Russia to Carry Out Exercises for Tactical Nuclear Weapons
Russian President Vladimir Putin ordered his country’s military to test its readiness to use tactical nuclear weapons—a step the Kremlin said was a response to recent comments by Western officials, including warnings that European powers could do more to help Ukraine in its fight with Moscow.
Exercises involving Russia’s navy and air force, along with units in the country’s southern military district that oversees Crimea and other parts of Ukraine occupied by Russian forces, are to begin on an undisclosed date, the Russian Defense Ministry said.
Kremlin spokesman Dmitry Peskov said the drills are a response to some Western officials’ suggestions that restrictions on Kyiv’s use of Western weapons should be lifted, and that Ukraine’s allies could significantly increase their involvement in the war if Russia threatens major Ukrainian cities.
“This is a whole new level of escalation of tensions, it’s unprecedented, and of course it requires special attention and special measures,” Peskov said.
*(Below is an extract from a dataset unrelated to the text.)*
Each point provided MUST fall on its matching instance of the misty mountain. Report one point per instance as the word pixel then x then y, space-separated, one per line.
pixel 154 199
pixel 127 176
Peskov singled out French President Emmanuel Macron, who has said that the West should consider sending ground troops to Ukraine if Kyiv is close to defeat. A spokesperson for Macron declined to comment.
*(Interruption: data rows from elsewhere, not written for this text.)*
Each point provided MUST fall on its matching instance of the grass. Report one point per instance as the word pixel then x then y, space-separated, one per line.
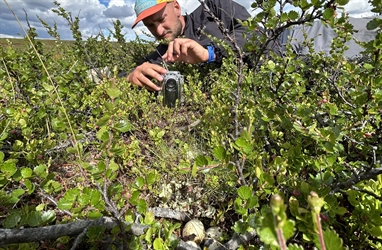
pixel 19 43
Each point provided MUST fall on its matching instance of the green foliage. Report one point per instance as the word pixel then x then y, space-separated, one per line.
pixel 290 148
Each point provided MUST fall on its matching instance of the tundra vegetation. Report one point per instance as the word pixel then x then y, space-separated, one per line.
pixel 284 155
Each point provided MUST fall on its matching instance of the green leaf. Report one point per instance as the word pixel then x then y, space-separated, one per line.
pixel 95 197
pixel 123 126
pixel 34 219
pixel 158 244
pixel 288 229
pixel 244 192
pixel 328 14
pixel 342 2
pixel 113 92
pixel 104 120
pixel 12 220
pixel 40 170
pixel 93 215
pixel 149 218
pixel 1 156
pixel 332 240
pixel 201 161
pixel 48 216
pixel 18 192
pixel 373 24
pixel 9 168
pixel 220 153
pixel 293 15
pixel 141 206
pixel 151 178
pixel 295 247
pixel 26 173
pixel 140 182
pixel 103 134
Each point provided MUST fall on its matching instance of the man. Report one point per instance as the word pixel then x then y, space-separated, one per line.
pixel 186 35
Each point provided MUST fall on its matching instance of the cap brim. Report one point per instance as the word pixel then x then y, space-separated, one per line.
pixel 148 12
The Kremlin spokesman also took aim at the U.K., whose Foreign Secretary David Cameron said last week that Ukraine has the right to decide how to use long-range weapons provided by his country, appearing to back away from a policy banning the use of Western-supplied arms to strike Russia.
Moscow said Monday that it had summoned the U.K. ambassador and warned him that Russia may respond to any Ukrainian attack on its territory using British weapons with attacks on British bases and military equipment.
The Pentagon criticized Russia’s announcement of military drills, and said it hadn’t seen any change in Moscow’s strategic force posture.
“This is an example of the kind of irresponsible rhetoric that we’ve seen from Russia in the past,” Pentagon spokesman Maj. Gen. Patrick Ryder said on Monday. “It’s completely inappropriate, given the current security situation.”
The announcement of Russian military drills comes as more than a dozen member states of the North Atlantic Treaty Organization take part in the security alliance’s largest military exercise since the Cold War, focused on countering threats from Russia.
In recent weeks, Russia has been advancing on the battlefield, taking a string of Ukrainian villages in the eastern part of the country around Avdiivka, a city its forces captured in February after months of heavy fighting.
Putin has hinted on numerous occasions at his willingness to use tactical nuclear weapons in Ukraine, and Western officials have cited the risks of nuclear escalation as they weigh what kinds of weapons to supply to Ukraine.
Ahead of his re-election for a fifth presidential term in March, Putin warned again that Russia was prepared to use nuclear weapons if it feels threatened, citing the comments by Macron.
“They started talking about the possibility of sending NATO military contingents to Ukraine,” Putin said. Russia’s opponents, Putin said, “must after all realize that we too have weapons that can hit targets on their territory.”
Macron said in a press conference after meeting Chinese leader Xi Jinping in Paris that France isn’t seeking regime change in Moscow.
“We are not at war with Russia or the Russian people,” Macron said. “It’s the Russians who want to attack the democratic regime in Ukraine, and who have constantly expanded this conflict.”
Days into the invasion of Ukraine in February 2022, Putin instructed the military to raise the alert level of Russia’s strategic nuclear forces. But experts say the work normally required to raise alert levels—including dispersal of mobile missiles and patrolling by nuclear submarines—wasn’t actually conducted by Russia.
“There was more staff added to the command posts,” said Andrey Baklitskiy, a nuclear weapons expert at the United Nations Institute for Disarmament Research. “No other notable things were detected.” Baklitskiy notes that the readiness level hasn’t been publicly reversed since then.
Tactical nuclear weapons are short-range weapons designed for use on the battlefield or to take out critical infrastructure, such as power stations. Unlike strategic nuclear weapons—a weapon of last resort designed for the destruction of large cities—they have never been constrained by any formal arms-control agreement.
Russia has previously conducted military exercises using strategic nuclear weapons, as well as intercontinental ballistic missiles and submarine-launched rockets. Analysts say that in the coming exercises, it is unlikely to actually test tactical nuclear weapons.
Coupled with Moscow’s response to the Western warnings, they say the drills are meant to send another message to Ukraine’s allies that Russia is ready to use everything at its disposal.
Pavel Podvig, a senior researcher at the U.N.’s Institute for Disarmament Research, said the exercises will likely involve Russia taking tactical nuclear weapons out of storage facilities in the south and practicing placing them—or dummy versions of them—in delivery systems.
He said it is just as likely that Russia won’t handle any nuclear weapons in the drills, and focus instead of testing the readiness of ballistic rockets.
“The timing of the announcement suggests that it’s designed to be a signal,” he said.